The authors evaluate the impact of different in-context demonstration strategies on the Qwen3-0.6B model's performance on MMLU and BoolQ benchmarks. Results indicate that providing correct solutions as context leads to substantial accuracy gains, whereas including incorrect examples alongside correct ones significantly degrades performance. Providing correct solutions as context leads to dramatic accuracy improvements across all difficulty levels. Including incorrect demonstrations alongside correct ones consistently reduces performance compared to correct-only variants. Summarized correct demonstrations and examples from larger models yield performance comparable to raw correct demonstrations.

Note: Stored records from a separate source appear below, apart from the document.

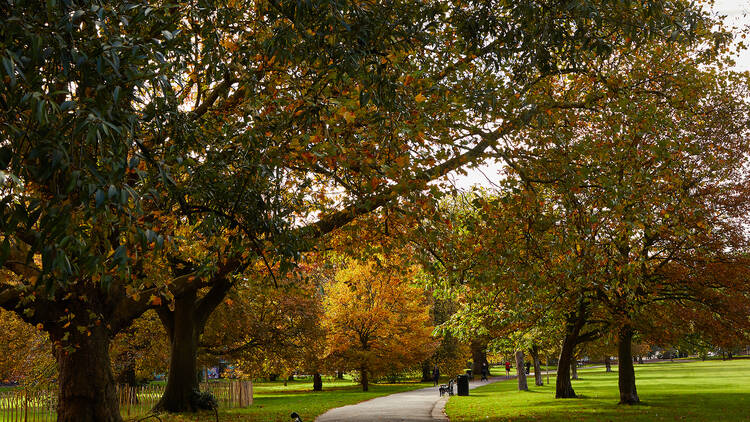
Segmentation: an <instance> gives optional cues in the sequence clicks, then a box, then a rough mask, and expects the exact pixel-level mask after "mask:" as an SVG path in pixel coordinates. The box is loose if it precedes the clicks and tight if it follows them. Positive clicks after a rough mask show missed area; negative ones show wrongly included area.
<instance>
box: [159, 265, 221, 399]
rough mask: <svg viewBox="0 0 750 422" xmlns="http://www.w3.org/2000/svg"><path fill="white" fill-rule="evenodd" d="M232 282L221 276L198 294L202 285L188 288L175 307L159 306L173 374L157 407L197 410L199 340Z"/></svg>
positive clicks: (167, 381) (168, 381)
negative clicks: (166, 335) (166, 332)
mask: <svg viewBox="0 0 750 422" xmlns="http://www.w3.org/2000/svg"><path fill="white" fill-rule="evenodd" d="M231 287H232V284H231V282H230V281H229V280H228V279H226V278H220V277H219V276H217V277H216V279H214V281H213V283H212V287H211V290H209V291H208V293H206V295H205V296H203V297H202V298H200V299H199V298H198V288H199V287H198V286H195V287H193V288H190V289H186V290H185V291H184V292H183V293H182V294H180V296H177V297H175V299H174V310H173V311H172V310H170V309H169V308H167V307H166V306H162V307H160V308H159V309H157V314H158V315H159V319H160V320H161V321H162V324H163V325H164V328H165V329H166V331H167V334H168V336H169V343H170V356H169V376H168V378H167V386H166V388H165V389H164V394H163V395H162V397H161V399H160V400H159V402H158V403H157V404H156V406H154V409H156V410H162V411H166V412H171V413H178V412H187V411H191V412H194V411H196V410H197V409H196V408H195V403H193V400H192V396H193V392H194V391H198V388H199V386H198V382H199V380H198V364H197V361H198V344H199V341H200V336H201V335H202V334H203V329H204V328H205V327H206V323H207V322H208V318H209V316H211V313H212V312H213V311H214V310H215V309H216V307H217V306H219V304H220V303H221V301H222V300H223V299H224V297H225V296H226V294H227V292H228V291H229V289H231Z"/></svg>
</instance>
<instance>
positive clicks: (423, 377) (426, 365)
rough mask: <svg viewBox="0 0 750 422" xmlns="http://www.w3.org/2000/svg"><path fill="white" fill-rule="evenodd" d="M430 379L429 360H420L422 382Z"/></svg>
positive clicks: (431, 371) (429, 369)
mask: <svg viewBox="0 0 750 422" xmlns="http://www.w3.org/2000/svg"><path fill="white" fill-rule="evenodd" d="M430 381H432V369H431V367H430V361H429V360H426V361H424V362H422V382H430Z"/></svg>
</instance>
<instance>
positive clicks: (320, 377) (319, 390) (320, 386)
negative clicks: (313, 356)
mask: <svg viewBox="0 0 750 422" xmlns="http://www.w3.org/2000/svg"><path fill="white" fill-rule="evenodd" d="M313 391H323V377H321V376H320V373H319V372H316V373H314V374H313Z"/></svg>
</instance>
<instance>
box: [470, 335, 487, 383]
mask: <svg viewBox="0 0 750 422" xmlns="http://www.w3.org/2000/svg"><path fill="white" fill-rule="evenodd" d="M469 347H470V348H471V362H472V363H471V375H472V377H475V376H478V375H481V374H482V364H483V363H485V362H487V340H485V339H474V340H472V341H471V344H470V346H469Z"/></svg>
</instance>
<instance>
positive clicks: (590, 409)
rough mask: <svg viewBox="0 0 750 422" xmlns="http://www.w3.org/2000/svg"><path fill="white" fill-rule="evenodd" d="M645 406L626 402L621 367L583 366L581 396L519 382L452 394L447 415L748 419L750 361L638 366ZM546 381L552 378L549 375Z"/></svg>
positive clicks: (510, 381)
mask: <svg viewBox="0 0 750 422" xmlns="http://www.w3.org/2000/svg"><path fill="white" fill-rule="evenodd" d="M635 370H636V386H637V388H638V395H639V396H640V398H641V400H642V401H643V404H641V405H638V406H620V405H618V404H617V402H618V400H619V392H618V389H617V372H616V371H617V367H616V366H614V367H613V372H611V373H605V372H604V368H596V369H581V370H579V371H578V374H579V377H580V379H579V380H578V381H573V388H574V389H575V390H576V393H578V394H579V395H581V396H582V398H580V399H568V400H555V398H554V382H555V378H554V377H551V378H550V381H551V382H552V385H551V386H550V385H545V386H544V387H536V386H534V385H533V384H534V382H533V378H530V385H529V389H530V391H528V392H521V391H518V390H517V383H516V381H515V380H510V381H502V382H499V383H496V384H492V385H488V386H486V387H480V388H477V389H476V390H472V391H471V395H470V396H468V397H458V396H453V397H451V399H450V401H449V402H448V404H447V406H446V413H447V414H448V416H449V417H450V419H451V421H452V422H460V421H480V420H481V421H538V420H544V421H620V420H622V421H675V420H679V421H717V420H721V421H747V420H750V360H732V361H725V362H722V361H706V362H684V363H652V364H643V365H636V368H635ZM545 382H546V377H545Z"/></svg>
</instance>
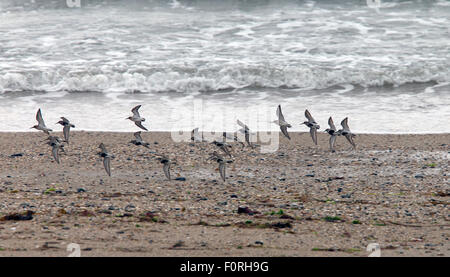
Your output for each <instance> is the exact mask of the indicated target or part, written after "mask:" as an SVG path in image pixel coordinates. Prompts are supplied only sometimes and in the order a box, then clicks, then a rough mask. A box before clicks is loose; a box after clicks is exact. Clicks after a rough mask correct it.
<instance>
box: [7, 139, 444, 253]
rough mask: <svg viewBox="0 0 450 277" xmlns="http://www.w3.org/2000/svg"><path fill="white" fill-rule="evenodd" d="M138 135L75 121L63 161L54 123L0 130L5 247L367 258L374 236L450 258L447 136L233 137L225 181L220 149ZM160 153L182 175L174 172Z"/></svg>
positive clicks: (395, 246) (382, 240)
mask: <svg viewBox="0 0 450 277" xmlns="http://www.w3.org/2000/svg"><path fill="white" fill-rule="evenodd" d="M54 134H56V135H57V136H60V137H61V136H62V133H60V132H55V133H54ZM142 137H143V139H144V141H147V142H149V143H150V149H147V148H144V147H139V146H135V145H132V144H129V143H128V142H129V141H130V140H132V139H134V137H133V135H132V133H131V132H123V133H122V132H87V131H78V132H77V131H74V132H71V140H70V144H69V145H66V146H65V148H66V153H65V154H64V153H62V154H61V156H60V159H61V163H60V164H57V163H56V162H55V161H54V160H53V157H52V156H51V148H50V147H49V146H47V145H45V142H43V141H44V140H45V139H46V138H47V135H45V134H44V133H42V132H28V133H0V145H1V146H0V149H1V151H0V163H1V164H2V166H1V167H0V203H1V204H0V249H2V250H1V251H0V256H67V255H68V254H69V253H68V252H67V251H66V247H67V245H68V244H69V243H78V244H79V245H80V247H81V256H367V255H368V254H369V253H368V252H366V247H367V245H368V244H370V243H379V244H380V246H381V256H449V255H450V249H449V248H448V240H449V235H448V234H449V230H450V224H449V221H450V218H449V215H448V212H446V209H447V208H446V207H448V204H449V203H450V194H449V191H448V182H449V176H448V175H449V174H448V172H450V165H449V163H448V160H449V156H450V153H449V152H450V145H449V143H448V142H449V141H450V134H439V135H434V134H433V135H367V134H358V135H357V137H356V138H355V142H356V144H357V150H356V151H348V148H349V144H348V143H347V141H346V140H345V139H344V138H342V137H341V138H338V141H337V146H336V149H337V151H336V152H335V153H330V151H329V150H328V135H327V134H326V133H318V141H319V146H314V145H313V143H312V140H311V137H310V136H309V133H295V132H291V138H292V139H291V141H288V140H287V139H285V138H284V137H281V136H280V137H279V139H280V148H279V149H278V151H276V152H273V153H260V151H258V149H257V148H256V149H251V148H249V147H244V148H242V147H241V146H239V144H237V143H232V145H233V147H232V155H233V158H232V160H233V163H231V164H229V165H227V171H226V172H227V173H226V174H227V179H226V181H225V182H223V181H222V180H221V179H220V175H219V172H218V170H217V168H218V164H217V163H216V162H214V161H207V157H208V155H209V153H211V152H212V151H217V152H219V153H220V150H218V148H216V146H214V145H212V144H210V143H203V144H202V143H196V144H191V143H184V142H183V143H174V142H173V141H172V139H171V137H170V133H167V132H143V133H142ZM419 138H420V139H419ZM100 142H104V143H105V144H106V145H107V148H108V150H109V151H110V152H111V153H112V154H114V155H115V158H114V159H112V161H111V171H112V177H109V176H107V175H106V172H105V170H104V168H103V164H102V161H101V159H100V158H99V157H98V155H97V152H98V149H97V147H98V144H99V143H100ZM155 142H156V143H155ZM154 152H158V153H163V154H166V155H168V156H169V158H170V159H173V160H175V161H176V163H177V164H176V165H173V166H172V167H171V173H172V176H173V178H177V177H184V178H185V180H184V181H176V180H172V181H168V180H166V178H165V176H164V173H163V171H162V165H161V163H160V162H159V161H158V160H156V156H155V155H154ZM19 153H21V154H22V155H20V156H12V155H13V154H19ZM28 210H29V211H33V212H34V214H33V216H32V219H30V220H11V219H10V218H9V219H8V220H6V218H7V216H10V215H12V214H14V213H18V214H21V215H23V214H24V213H25V212H26V211H28ZM16 219H17V218H16Z"/></svg>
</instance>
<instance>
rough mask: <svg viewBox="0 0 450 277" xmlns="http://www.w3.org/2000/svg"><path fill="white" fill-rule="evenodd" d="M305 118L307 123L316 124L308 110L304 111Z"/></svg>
mask: <svg viewBox="0 0 450 277" xmlns="http://www.w3.org/2000/svg"><path fill="white" fill-rule="evenodd" d="M305 116H306V118H307V119H308V121H309V122H316V121H315V120H314V118H313V117H312V115H311V114H310V113H309V111H308V110H305Z"/></svg>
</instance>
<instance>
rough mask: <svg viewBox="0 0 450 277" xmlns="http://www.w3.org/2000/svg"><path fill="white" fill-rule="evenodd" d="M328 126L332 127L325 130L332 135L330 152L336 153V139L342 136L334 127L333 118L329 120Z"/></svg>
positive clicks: (330, 143) (329, 119)
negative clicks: (335, 152)
mask: <svg viewBox="0 0 450 277" xmlns="http://www.w3.org/2000/svg"><path fill="white" fill-rule="evenodd" d="M328 125H330V128H327V129H325V132H327V133H328V134H329V135H330V150H331V152H334V151H335V150H334V145H335V144H336V138H337V136H339V135H340V134H339V133H338V131H337V129H336V126H335V125H334V122H333V118H331V116H330V118H329V119H328Z"/></svg>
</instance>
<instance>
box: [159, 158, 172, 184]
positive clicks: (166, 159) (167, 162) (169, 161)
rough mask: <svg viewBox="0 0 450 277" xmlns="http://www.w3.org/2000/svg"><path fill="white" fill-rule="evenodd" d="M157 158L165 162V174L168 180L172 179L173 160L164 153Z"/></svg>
mask: <svg viewBox="0 0 450 277" xmlns="http://www.w3.org/2000/svg"><path fill="white" fill-rule="evenodd" d="M157 159H158V160H159V162H160V163H162V164H163V171H164V175H166V178H167V180H169V181H170V180H171V179H170V164H172V162H171V161H170V160H169V158H167V157H166V156H164V155H160V157H158V158H157Z"/></svg>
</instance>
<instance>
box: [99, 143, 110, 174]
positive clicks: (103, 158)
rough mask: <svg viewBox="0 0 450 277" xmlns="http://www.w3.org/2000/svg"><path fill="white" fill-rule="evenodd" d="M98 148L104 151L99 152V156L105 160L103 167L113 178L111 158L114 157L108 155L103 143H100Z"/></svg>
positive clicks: (103, 163)
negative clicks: (112, 175) (111, 174)
mask: <svg viewBox="0 0 450 277" xmlns="http://www.w3.org/2000/svg"><path fill="white" fill-rule="evenodd" d="M98 148H100V149H101V150H102V151H100V152H98V153H97V154H98V155H99V156H100V157H102V158H103V166H104V167H105V170H106V173H108V175H109V176H111V158H113V157H114V155H111V154H109V153H108V151H107V150H106V147H105V145H104V144H103V143H100V145H99V146H98Z"/></svg>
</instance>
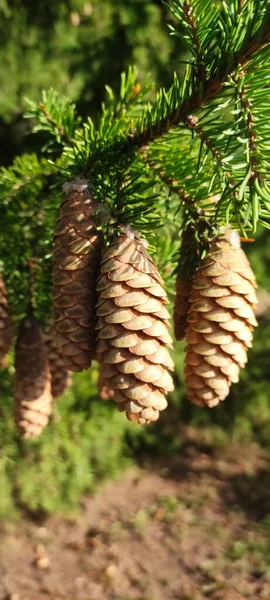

The study evaluates context configurations and gradient alignment dynamics across student-teacher models of varying scales. Experiments demonstrate that providing correct demonstrations or summaries from larger models enhances performance, whereas including incorrect examples consistently degrades accuracy. Furthermore, gradient alignment is significantly stronger on incorrect reasoning paths and correlates with greater distributional divergence, indicating teacher signals are most useful for correcting errors while self-distillation benefits smaller models more than external teachers.